Ou n’en était-il que trop conscient ?

Gaby se tourna doucement, dans l’espoir d’accrocher le regard du jeune homme, d’y trouver des réponses aux interrogations qui se bousculaient dans ses yeux couleur de ciel, mais il se heurta seulement à ses paupières closes et tremblantes qu’il devinait déjà lourdes de larmes salées. Et cette vision lui écorcha le cœur. « Terrence », juste soufflé de son ton doux, et presque une pointe d’excuse qui effleura ce prénom, comme s’il demandait pardon pour tout ce qui avait blessé ce garçon, qui lui semblait encore bien trop jeune pour être si abîmé à l’intérieur, et qu’il n’osait imaginer. Il n’avait pas réfléchi. Ses bras vinrent entourer le brun, par instinct, par réflexe presque, l’envelopper de réconfort et de douceur, à la manière d’un parent, d’un père. Et ce fut au fond assez étrange pour Gabriel, car il n’avait jamais eu la sensation de prendre cette place dans la vie des autres, de revêtir ce costume là pour quiconque. « Bien sûr que non. » Il avait l’impression de pouvoir sentir toute la détresse qui habitait le jeune homme, juste là entre ses bras, de pouvoir la ressentir. Son empathie naturelle qui prenait le dessus et la peine qui l’emplissait de le sentir si désemparé, si fragile, si douloureux à l’intérieur. C’était la première fois depuis tous ces mois où tout cela lui apparaissait avec autant de force, d’intensité et quelque part, sans qu’il ne se l’explique bien, ça lui laissait une drôle d’amertume dans la gorge de vois Terrence dans cet état-là. « Je ne veux rien Terrence. » Rien de cette sorte. La seule volonté que Gabriel aurait pu formuler à son encontre serait de le voir heureux. Rien d’autre. Il n’attendait rien, n’exigeait rien, il donnait seulement, sans attendre de retour particulier, rien de plus.
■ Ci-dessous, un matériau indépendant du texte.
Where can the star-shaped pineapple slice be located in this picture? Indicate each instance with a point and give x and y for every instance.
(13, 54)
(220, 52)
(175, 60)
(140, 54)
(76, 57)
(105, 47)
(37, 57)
Alors d’imaginer que peut-être il avait fait ou dit quelque chose qui aurait laissé croire au brun qu’il attendait quelque chose de lui, ça le chamboulait terriblement. « C’est normal d’être gentil avec les personnes que l’on apprécie, pour qui on a de l’affection. » Du moins ça l’était pour Gabriel. Il était ainsi fait, attentif aux autres, parfois plus qu’à lui-même. « Mais pardonne moi si dans mes gestes ou mes mots j’ai pu te laisser penser que j’attendais une telle chose de toi. » Au fond c’était l’une des grandes craintes de l’irlandais, de blesser les autres, de leur faire du mal sans s’en apercevoir, involontairement. Et plus encore lorsqu’il s’agissait de quelqu’un à qui il tenait.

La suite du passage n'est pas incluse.